As technology improved throughout the 1990's, the larger "bricks" disappeared and tiny hand-held phones became the norm.

There are two main technologies used in mobile phones: cellular technology, and satellite technology.

Early mobiles were analog; newer ones are digital.

There are a number of different digital cellular technologies; these include: GSM, CDMA, DECT.

Mobile phone technology is often divided into generations: 1G, 2G, 2.5G, 3G:

All of these technologies were based on cellular technolgy. However, satellite based phones are called mobile phones too.

Major mobile phone manufacturers include Nokia, Ericsson and Motorola.

Many mobile phones support 'auto-roaming', which permits the same phone to be used in multiple countries. However, both countries must use the same mobile system, the same frequencies and there must be an agreement between the two countries' telephone operators.

Americans often call mobile phones 'cellular phones'; this usage is common only in the United States and South Africa, and is in some cases a misnomer. See cell phone for further discussion.

In the UK, mobile phones are often called simply mobiles.
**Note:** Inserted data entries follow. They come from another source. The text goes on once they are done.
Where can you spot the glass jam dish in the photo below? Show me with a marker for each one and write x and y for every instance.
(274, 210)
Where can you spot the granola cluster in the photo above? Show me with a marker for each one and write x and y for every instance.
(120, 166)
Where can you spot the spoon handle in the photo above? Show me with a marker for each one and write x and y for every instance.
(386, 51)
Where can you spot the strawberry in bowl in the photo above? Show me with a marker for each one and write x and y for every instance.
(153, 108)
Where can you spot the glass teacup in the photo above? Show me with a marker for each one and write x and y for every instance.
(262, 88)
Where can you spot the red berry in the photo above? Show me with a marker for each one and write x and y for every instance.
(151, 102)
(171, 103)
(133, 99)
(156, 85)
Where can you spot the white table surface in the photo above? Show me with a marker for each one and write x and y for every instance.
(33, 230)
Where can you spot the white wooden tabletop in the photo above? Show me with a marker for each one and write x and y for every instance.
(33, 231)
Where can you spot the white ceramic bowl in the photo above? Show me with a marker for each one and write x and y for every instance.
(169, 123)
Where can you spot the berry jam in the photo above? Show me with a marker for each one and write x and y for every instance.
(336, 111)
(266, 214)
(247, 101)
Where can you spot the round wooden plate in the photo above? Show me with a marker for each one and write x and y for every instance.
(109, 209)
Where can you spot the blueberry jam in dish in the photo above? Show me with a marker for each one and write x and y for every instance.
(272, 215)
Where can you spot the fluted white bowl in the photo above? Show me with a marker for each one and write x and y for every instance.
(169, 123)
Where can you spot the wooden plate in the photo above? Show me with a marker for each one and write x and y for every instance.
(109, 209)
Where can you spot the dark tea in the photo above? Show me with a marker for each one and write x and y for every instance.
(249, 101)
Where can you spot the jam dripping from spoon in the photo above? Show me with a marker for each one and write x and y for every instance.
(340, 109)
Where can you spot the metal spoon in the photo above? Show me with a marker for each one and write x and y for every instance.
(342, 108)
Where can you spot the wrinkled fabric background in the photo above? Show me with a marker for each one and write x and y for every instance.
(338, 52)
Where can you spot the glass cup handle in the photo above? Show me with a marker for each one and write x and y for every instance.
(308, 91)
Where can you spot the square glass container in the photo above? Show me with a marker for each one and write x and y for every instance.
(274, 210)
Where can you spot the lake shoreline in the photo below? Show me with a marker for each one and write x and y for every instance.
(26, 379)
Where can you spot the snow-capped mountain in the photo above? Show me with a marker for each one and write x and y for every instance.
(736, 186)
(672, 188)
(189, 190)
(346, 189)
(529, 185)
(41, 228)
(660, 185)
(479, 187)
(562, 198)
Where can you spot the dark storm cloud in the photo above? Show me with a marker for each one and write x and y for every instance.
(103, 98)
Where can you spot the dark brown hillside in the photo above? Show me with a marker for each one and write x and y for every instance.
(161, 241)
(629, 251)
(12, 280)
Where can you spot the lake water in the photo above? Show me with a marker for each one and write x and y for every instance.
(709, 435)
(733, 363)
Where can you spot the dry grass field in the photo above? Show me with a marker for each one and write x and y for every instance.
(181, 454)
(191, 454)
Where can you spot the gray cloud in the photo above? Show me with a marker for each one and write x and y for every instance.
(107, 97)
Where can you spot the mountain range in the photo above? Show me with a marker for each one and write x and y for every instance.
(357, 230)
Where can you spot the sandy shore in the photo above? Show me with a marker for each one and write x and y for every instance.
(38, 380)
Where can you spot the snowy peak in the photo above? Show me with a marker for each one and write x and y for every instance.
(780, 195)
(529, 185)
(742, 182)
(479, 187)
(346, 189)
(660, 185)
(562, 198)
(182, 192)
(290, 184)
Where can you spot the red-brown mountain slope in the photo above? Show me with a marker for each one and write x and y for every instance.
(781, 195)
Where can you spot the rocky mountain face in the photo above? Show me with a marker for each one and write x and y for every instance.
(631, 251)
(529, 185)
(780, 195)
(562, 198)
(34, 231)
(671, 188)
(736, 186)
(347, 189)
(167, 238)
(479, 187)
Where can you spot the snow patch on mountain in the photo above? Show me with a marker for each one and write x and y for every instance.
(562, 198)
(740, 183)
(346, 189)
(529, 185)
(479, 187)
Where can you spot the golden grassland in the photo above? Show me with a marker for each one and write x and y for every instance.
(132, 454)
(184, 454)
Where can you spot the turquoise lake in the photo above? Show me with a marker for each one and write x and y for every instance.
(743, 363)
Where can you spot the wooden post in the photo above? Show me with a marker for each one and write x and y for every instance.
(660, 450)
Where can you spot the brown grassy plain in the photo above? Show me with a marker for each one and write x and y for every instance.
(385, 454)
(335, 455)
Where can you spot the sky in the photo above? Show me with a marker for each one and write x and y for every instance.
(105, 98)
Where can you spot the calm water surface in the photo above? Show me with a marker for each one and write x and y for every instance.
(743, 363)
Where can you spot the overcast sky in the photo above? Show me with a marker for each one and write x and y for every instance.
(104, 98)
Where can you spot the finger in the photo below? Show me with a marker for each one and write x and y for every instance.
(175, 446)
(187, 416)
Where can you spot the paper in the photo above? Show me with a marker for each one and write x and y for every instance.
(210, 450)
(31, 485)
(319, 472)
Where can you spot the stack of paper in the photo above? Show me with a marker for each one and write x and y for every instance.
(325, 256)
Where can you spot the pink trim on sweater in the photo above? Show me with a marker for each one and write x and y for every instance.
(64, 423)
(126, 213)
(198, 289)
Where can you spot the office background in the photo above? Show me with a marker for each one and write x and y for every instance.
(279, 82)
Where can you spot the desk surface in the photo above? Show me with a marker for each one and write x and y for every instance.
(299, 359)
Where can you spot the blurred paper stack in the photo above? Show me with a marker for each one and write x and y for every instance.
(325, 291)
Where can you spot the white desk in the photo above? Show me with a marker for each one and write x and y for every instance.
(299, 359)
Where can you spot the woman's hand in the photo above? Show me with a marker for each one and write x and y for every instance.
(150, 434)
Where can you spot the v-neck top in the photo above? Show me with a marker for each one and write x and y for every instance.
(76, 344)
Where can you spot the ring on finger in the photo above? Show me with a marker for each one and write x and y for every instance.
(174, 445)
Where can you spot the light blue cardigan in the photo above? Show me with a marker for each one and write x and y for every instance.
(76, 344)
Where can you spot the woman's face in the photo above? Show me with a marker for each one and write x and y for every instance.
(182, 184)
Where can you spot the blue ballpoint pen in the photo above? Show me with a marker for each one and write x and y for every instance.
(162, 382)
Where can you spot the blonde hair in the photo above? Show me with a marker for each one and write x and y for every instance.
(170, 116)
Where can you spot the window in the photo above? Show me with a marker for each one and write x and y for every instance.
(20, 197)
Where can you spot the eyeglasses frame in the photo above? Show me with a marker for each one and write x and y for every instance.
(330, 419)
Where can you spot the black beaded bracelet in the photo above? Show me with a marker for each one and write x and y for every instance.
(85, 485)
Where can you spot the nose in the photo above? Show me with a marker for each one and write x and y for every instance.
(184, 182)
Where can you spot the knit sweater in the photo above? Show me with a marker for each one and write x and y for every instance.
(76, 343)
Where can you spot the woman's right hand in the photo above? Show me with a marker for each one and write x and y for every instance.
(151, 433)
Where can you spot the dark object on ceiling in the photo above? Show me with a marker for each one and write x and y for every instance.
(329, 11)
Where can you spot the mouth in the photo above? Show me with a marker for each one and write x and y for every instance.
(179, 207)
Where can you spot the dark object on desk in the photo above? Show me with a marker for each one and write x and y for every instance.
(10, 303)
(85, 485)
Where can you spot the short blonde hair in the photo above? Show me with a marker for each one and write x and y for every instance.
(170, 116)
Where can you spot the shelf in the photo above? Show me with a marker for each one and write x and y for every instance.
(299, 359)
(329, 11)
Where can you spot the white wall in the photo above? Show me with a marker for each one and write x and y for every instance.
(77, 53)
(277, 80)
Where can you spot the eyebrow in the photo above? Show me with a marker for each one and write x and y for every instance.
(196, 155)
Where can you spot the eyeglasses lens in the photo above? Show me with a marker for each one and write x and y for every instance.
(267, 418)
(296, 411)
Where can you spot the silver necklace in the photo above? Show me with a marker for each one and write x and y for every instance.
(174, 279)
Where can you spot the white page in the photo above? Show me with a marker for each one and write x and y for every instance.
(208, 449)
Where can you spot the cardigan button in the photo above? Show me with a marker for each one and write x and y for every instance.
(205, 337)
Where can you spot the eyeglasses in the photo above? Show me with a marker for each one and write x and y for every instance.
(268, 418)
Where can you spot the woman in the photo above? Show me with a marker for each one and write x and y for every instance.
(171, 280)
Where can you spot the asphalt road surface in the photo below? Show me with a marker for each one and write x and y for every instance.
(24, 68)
In Germany, they are called Handys.

Mobile phones must be distinguished from portable phones (called cordless phones in the US); with a portable phone the user purchases their own base station, which they connect to a landline, and the range of the phone is generally restricted to one building or so.

Mobile phones do not only support voice calls; they can also send and receive data and faxes (if a computer is attached), sending short messages (Short Message Service), and access the WWW (see WAP).